Background

OpenDAPI strives to shift-left the Data Governance and Data Collaboration concerns, and make them first-class concerns of the Modern Data Stack. We believe that it is possible to create self-discoverable and self-governed datasets.

Problem

Data Governance is about protecting customer data while maximizing business value. Organizations struggle getting this prioritized or done right, because they tend to be added as a concern after-the-fact, and the implementations tend to feel more like process than a delightful experience.

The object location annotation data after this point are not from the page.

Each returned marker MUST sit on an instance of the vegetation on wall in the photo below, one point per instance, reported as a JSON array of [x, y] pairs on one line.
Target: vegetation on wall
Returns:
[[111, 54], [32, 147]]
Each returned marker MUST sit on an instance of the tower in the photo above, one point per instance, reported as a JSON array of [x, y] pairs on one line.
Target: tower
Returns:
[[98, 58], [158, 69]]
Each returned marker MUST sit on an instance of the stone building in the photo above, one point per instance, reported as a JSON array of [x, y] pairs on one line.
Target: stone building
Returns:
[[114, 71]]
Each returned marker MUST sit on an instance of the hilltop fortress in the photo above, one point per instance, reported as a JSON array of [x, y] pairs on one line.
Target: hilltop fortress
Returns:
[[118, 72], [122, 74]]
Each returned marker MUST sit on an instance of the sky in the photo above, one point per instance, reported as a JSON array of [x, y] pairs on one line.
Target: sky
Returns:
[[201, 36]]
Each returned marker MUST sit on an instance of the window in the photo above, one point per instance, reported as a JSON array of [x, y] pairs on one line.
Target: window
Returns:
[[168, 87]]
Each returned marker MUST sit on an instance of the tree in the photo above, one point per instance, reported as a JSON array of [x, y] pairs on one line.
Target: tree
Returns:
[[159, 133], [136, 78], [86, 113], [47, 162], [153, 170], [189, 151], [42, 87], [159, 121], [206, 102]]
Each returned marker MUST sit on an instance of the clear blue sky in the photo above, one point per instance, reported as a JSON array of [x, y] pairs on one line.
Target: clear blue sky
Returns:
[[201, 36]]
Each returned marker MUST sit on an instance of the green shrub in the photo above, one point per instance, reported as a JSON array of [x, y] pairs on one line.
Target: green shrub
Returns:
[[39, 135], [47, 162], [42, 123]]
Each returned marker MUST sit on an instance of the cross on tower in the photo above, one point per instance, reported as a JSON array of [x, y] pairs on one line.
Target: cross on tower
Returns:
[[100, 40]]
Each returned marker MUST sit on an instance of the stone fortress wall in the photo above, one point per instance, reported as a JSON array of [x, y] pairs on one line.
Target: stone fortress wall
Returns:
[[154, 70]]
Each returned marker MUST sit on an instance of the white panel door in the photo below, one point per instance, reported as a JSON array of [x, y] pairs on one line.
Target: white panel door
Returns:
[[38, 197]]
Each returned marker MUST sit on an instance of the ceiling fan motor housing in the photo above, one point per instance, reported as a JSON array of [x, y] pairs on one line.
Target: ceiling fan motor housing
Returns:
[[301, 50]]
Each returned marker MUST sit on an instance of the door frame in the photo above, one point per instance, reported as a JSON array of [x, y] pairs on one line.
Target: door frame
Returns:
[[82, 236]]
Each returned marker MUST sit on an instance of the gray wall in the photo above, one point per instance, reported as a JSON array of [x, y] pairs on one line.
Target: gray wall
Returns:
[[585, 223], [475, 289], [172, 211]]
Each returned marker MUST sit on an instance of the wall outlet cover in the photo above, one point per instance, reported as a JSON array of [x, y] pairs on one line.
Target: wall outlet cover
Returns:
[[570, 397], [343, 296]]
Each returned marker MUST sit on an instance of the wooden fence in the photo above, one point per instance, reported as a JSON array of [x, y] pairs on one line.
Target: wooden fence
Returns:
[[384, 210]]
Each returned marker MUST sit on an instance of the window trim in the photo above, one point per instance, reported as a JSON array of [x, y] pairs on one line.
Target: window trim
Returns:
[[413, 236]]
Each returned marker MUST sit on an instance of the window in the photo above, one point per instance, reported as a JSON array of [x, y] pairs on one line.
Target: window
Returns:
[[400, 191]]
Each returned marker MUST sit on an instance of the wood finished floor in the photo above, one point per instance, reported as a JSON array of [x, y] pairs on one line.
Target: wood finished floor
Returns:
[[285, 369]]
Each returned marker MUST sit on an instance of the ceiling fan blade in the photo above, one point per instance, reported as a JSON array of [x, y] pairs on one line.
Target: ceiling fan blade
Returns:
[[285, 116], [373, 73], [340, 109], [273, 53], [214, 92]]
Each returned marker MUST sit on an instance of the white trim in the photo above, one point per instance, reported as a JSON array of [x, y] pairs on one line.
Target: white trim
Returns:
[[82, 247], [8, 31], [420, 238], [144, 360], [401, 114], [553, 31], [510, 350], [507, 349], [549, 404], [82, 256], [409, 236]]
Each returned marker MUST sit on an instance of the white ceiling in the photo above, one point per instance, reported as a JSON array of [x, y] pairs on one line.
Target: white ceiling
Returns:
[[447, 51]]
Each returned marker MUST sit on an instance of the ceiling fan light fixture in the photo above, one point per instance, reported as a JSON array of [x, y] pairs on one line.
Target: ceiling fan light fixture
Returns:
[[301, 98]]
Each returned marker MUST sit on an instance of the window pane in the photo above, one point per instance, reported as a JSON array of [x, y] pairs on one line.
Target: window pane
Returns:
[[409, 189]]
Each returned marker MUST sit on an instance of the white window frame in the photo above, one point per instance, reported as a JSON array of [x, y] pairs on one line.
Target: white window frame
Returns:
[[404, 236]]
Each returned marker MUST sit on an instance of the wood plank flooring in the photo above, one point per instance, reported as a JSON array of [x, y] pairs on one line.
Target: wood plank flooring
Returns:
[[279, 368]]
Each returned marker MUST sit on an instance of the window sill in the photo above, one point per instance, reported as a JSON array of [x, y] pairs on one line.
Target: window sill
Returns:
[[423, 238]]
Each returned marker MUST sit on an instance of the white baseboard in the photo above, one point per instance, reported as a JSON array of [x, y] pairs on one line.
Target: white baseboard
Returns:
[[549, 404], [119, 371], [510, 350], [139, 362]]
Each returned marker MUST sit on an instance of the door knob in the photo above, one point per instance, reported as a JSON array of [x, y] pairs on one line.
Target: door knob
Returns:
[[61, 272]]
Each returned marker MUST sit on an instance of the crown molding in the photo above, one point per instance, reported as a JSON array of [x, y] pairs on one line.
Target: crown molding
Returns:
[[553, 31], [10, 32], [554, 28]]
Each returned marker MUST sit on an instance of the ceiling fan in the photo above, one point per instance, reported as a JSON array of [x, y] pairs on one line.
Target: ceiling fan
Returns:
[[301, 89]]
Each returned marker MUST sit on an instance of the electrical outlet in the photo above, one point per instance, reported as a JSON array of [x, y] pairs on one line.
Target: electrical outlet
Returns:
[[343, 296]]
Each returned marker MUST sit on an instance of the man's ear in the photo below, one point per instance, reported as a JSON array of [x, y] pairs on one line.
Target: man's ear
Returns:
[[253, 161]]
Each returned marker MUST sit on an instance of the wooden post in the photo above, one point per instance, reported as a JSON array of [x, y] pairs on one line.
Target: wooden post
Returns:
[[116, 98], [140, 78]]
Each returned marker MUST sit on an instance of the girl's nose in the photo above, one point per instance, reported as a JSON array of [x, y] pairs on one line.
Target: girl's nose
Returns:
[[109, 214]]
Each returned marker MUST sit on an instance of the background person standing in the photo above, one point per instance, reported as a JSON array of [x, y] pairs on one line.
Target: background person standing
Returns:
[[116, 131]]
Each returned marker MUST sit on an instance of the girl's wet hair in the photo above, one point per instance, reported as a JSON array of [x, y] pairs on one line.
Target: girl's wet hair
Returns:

In most organizations, significant resources are spent to reactively make sense of and govern data that was created and shared (read: thrown over the wall) through replication, bespoke APIs and ETLs. This creates a handful of problems - popular of them are:

  • Data consumers have little confidence in the quality of data as the data producers seldom know how their data is being used.
  • Crucial information such as semantics, data classification (PII, Personal data, etc.) are often inferred from the schema - the only thing data producers typically guarantee.
  • Data Governance becomes nearly impractical putting the data privacy and security obligations at risk which inturn demands a costly centralized governance initiative.
  • Data Producers, typically Software Engineers, just don’t have the right tools to participate in the Modern Data Stack and intentionally drive business value of their data.

DAPIs to the rescue

We can do better, and when done right, it’s a win-win for both customer rights and the organization.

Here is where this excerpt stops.